Enflasyon müzminleşti
1) Temmuz ayı TÜFE oranı yüzde .45 oldu. Yaz ayları enflasyon daha düşük oluyor. Söz gelimi, son 5 yılın 3 yılında TÜFE oranı eksi çıkmıştı. Geçen yıl da bu yıldan daha düşük olmuştu.
Yıllık enflasyon da yüzde 9.36 oldu. Aslında 2004 yılı Temmuz ayında da TÜFE oranı yüzde 9.6 olmuştu. Yani 10 yıldır TÜFE olarak enflasyon aynı düzeyde seyrediyor. Bazı yıllar yüzde 10’u geçiyor... Bazı yıllar yüzde 10’un altında kalıyor.
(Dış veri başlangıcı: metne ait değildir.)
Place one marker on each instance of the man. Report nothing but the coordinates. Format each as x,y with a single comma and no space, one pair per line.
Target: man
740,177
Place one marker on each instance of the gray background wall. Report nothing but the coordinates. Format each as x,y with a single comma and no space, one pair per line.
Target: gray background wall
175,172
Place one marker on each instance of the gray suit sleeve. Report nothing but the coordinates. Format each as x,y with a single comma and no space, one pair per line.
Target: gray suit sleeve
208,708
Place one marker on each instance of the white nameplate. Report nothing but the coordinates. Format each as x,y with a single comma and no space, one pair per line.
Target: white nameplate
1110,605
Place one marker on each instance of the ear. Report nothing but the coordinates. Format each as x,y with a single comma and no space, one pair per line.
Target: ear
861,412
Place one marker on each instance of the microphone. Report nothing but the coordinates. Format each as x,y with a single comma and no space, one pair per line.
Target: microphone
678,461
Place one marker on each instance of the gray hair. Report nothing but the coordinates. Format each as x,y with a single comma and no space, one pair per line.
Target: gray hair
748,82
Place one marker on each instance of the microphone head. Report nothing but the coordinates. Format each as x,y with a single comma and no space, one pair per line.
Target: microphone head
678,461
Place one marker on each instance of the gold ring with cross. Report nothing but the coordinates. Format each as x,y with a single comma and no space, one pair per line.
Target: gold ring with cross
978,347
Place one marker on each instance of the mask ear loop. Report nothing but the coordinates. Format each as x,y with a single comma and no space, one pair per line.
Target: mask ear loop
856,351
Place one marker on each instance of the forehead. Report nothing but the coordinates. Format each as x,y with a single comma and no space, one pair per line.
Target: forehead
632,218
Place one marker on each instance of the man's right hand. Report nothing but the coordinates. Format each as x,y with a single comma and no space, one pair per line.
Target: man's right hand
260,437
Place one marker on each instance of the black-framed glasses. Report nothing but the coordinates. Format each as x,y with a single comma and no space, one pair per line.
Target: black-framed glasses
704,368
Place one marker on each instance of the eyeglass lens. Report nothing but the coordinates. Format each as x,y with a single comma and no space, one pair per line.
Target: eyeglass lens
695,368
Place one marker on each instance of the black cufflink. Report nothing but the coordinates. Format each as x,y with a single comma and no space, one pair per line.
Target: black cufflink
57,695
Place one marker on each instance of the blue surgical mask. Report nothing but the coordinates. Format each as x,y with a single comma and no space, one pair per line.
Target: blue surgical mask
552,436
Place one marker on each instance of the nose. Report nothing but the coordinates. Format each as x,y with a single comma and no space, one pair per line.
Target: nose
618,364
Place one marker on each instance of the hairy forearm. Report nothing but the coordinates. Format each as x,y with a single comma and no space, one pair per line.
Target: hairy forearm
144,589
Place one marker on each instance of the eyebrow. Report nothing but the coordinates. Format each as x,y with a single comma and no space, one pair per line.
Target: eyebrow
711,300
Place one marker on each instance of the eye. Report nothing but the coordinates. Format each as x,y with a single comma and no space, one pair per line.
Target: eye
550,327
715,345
Ancak10 yıldır bu oranlara yakın devam ediyor.
2) Merkez Bankası’nın 2014 hedefi yüzde 5 idi. Sonra kendi hedefinin tutmayacağını anlayarak yüzde 7.6 olarak yeni bir tahmin yaptı. MB’nin işletmelerdeki yöneticilere sorarak derlediği enflasyon beklenti anketi ise yüzde 8.30 çıktı. 2014 sonunda bunların hiç birisi tutmayacak ve TÜFE oranı yüzde 9 ile yüzde 10 arasında gerçekleşeceğe benziyor.
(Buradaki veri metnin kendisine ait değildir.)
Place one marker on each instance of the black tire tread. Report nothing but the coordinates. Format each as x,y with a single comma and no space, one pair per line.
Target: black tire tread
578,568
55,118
2006’dan beri MB enflasyon hedefini tutturamadı. Ayrıca her sene kendi hedefinin tutmayacağını söylüyor ve yeni tahminler açıklıyor. Oysa ki MB enflasyon hedefi yaparken, para ve faiz politikasını, herşeyi bu hedefe göre ayarlıyor. Yani enflasyon hedefinin topluma bir maliyeti var. Hedef tutmayınca da MB’nin içeride ve dışarıda güvenirliği kalmıyor. Ekonomide kırılganlık artıyor. İstikrar bozuluyor.
10 yıldır TÜFE aynı düzeyde ise ve MB’nin enflasyon hedefi tutmuyorsa, demek ki enflasyon müzminleşti, yalnızca para ve faiz politikası ile çözülemiyor.
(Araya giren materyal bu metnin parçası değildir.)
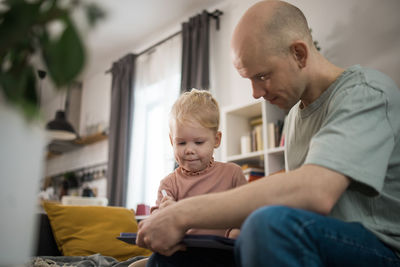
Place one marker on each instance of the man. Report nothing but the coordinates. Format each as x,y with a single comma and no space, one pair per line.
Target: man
338,204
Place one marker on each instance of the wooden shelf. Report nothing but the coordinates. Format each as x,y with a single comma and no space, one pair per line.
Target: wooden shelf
59,147
90,139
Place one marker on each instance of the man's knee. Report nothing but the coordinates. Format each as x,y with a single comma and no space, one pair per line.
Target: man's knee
270,218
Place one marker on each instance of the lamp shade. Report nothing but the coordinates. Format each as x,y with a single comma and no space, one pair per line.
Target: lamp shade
60,128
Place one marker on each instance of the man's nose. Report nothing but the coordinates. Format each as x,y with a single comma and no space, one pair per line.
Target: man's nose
189,149
258,90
Kronik (müzmin) enflasyonun özelliği, hızının düşük fakat süresinin uzun olmasıdır.
Öte yandan, eğer bizdeki enflasyon parasal karakterli olsaydı, MB para politikası işe yarardı. 10 yıl aynı seviyede devam etmezdi. Demek ki bizde ekonominin yapısındaki katılıklar dolayısıyla enflasyon çözülemiyor. Yani yapısal sorunlar var.
Bu sorunlar, piyasada rekabet kurallarının çalışmıyor olması, tasarruf yetersizliği, düşük verimlilik, bankaların kartelleşmesi, sektörel dengenin bozulması, bürokrasi ve bürokrasiye siyasi müdahale gibi sorunlardır.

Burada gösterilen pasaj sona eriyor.